For the TREC-style questions, the query terms we get from the original questions are either too brief or often do not contain much relevant information in the corpus. It will be very difficult to find an exact answer in a large corpus because of the surface string mismatch. In order to solve this problem, we present a question answering system called QUALIFIER, which employs a novel approach to structurally model the external knowledge from the Web and other resource for Event-based question answering. The results obtained on TREC-11 QA corpus demonstrate that the approach is effective.
Question answering, web knowledge modeling, query formulation, semantic grouping
Open Domain Question Answering (QA) is an information retrieval (IR) paradigm. Modern QA systems [1, 2] combine the strengths of traditional IR, natural language processing and information extraction to provide an appropriate way to retrieve concise answers to open-domain natural language questions against the QA corpus. Most of the QA system employ a framework containing question analysis, query formulation, document retrieval, answer extraction and validation modules. Because of the abundance of information on the Web, researchers [1, 3, 5, 6] started to seek quick answers on the Web for simple, factoid questions. Apart from those Web-based QA systems who find answers from the Web directly, we use the Web as an external knowledge base to help query formulation and locate the answers in the QA corpus. In TREC-11 [7], our group employed an innovative approach to model the lexical and world knowledge from the Web and WordNet to support effective QA. This paper investigates the integration and structured use of both world and linguistic knowledge for QA. In particular, we describe a high performance question answering system called QUALIFIER (QUestion Answering by LexIcal FabrIc and External Resources) and analyze its effectiveness by using the TREC-11 benchmark.

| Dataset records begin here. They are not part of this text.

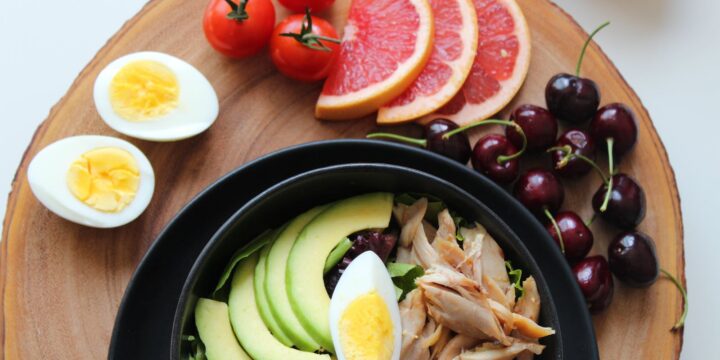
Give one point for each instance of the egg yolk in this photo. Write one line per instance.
(366, 329)
(106, 179)
(144, 90)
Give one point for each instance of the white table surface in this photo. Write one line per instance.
(666, 49)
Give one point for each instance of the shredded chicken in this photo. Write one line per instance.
(446, 245)
(456, 302)
(456, 346)
(413, 315)
(490, 351)
(465, 306)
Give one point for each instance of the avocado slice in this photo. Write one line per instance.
(262, 300)
(275, 289)
(213, 323)
(248, 325)
(305, 285)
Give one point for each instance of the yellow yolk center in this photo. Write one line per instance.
(144, 90)
(366, 330)
(106, 179)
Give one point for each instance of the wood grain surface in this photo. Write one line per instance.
(62, 282)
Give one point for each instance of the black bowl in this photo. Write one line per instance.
(291, 197)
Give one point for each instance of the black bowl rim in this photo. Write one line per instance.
(583, 317)
(223, 234)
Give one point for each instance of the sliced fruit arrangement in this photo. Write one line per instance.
(454, 49)
(366, 287)
(385, 47)
(500, 66)
(620, 200)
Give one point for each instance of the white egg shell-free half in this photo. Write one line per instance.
(364, 274)
(47, 176)
(197, 108)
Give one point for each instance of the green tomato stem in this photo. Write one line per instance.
(611, 169)
(681, 322)
(587, 42)
(237, 11)
(502, 158)
(405, 139)
(557, 229)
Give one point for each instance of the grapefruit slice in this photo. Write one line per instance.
(385, 47)
(454, 47)
(500, 66)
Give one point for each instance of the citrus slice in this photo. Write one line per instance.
(500, 66)
(454, 46)
(385, 47)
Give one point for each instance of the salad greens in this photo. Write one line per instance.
(337, 254)
(244, 252)
(403, 276)
(515, 279)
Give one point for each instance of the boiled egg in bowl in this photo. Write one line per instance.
(96, 181)
(155, 96)
(364, 315)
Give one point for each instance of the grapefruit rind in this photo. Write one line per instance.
(508, 88)
(423, 105)
(363, 102)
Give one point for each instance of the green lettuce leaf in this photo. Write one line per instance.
(403, 276)
(244, 252)
(515, 278)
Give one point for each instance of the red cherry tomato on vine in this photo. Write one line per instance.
(304, 50)
(239, 28)
(299, 6)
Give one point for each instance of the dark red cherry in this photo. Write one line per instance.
(485, 158)
(539, 190)
(615, 121)
(456, 147)
(571, 98)
(593, 276)
(579, 143)
(576, 236)
(633, 260)
(538, 124)
(626, 205)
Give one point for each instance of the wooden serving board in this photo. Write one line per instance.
(62, 282)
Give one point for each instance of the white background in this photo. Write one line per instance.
(668, 50)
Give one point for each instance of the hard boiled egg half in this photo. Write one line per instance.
(155, 96)
(97, 181)
(364, 315)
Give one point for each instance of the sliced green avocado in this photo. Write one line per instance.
(275, 281)
(213, 323)
(262, 300)
(305, 285)
(248, 325)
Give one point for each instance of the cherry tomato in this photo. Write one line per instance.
(304, 50)
(299, 6)
(239, 28)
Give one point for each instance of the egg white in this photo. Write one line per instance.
(197, 108)
(364, 274)
(47, 177)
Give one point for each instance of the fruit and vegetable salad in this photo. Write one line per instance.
(371, 277)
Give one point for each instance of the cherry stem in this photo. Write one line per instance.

We propose a novel way to investigate the QA problem and find the solution, which we called Event-based Question Answering . The world consists of two basic types of things: entities("anything having existence (living or nonliving)") and events ("something that happens at a given place and time") and people often ask questions about them. If we apply this taxonomy to TREC-style QA task, questions can be considered as "enquiries about either entities or events". Generally, questions often show great interests in several aspects or elements of QA events, namely Location, Time, Subject, Object, Quantity, Description and Action, etc. Table 1 shows the correspondences of the most common WH-question classes and the QA event elements.
Table 1: Correspondence of WH-Questions & Event Elements
WH-Question |
QA Event Elements |
Who/Whose/Whom |
Subject, Object |
Where |
Location |
When |
Time |
What |
Subject, Object, Description, Action |
Which |
Subject, Object, |
How |
Quantity, Description |
Our main observation is that a QA event shows great cohesive affinity to all its elements and the elements are likely to be closely coupled by this event. Normally, the question itself provides some known elements and asks for the unknown element(s). However, for most of the cases, it is difficult to find a correct answer, i.e., the correct unknown element(s). To solve the problems of insufficient known elements and inexact known elements, we model the Web and linguistic knowledge to perform effective QA.
As the Web is the most rapidly growing and complete knowledge resource in the world, QUALIFIER uses it as an external knowledge resource to solve the problem of insufficient known elements. The terms in the relevant web documents are likely to be similar to or even the same as those in the QA corpus since they both contain the same information about natural facts (QA Entity) or the current or historical events (QA Event).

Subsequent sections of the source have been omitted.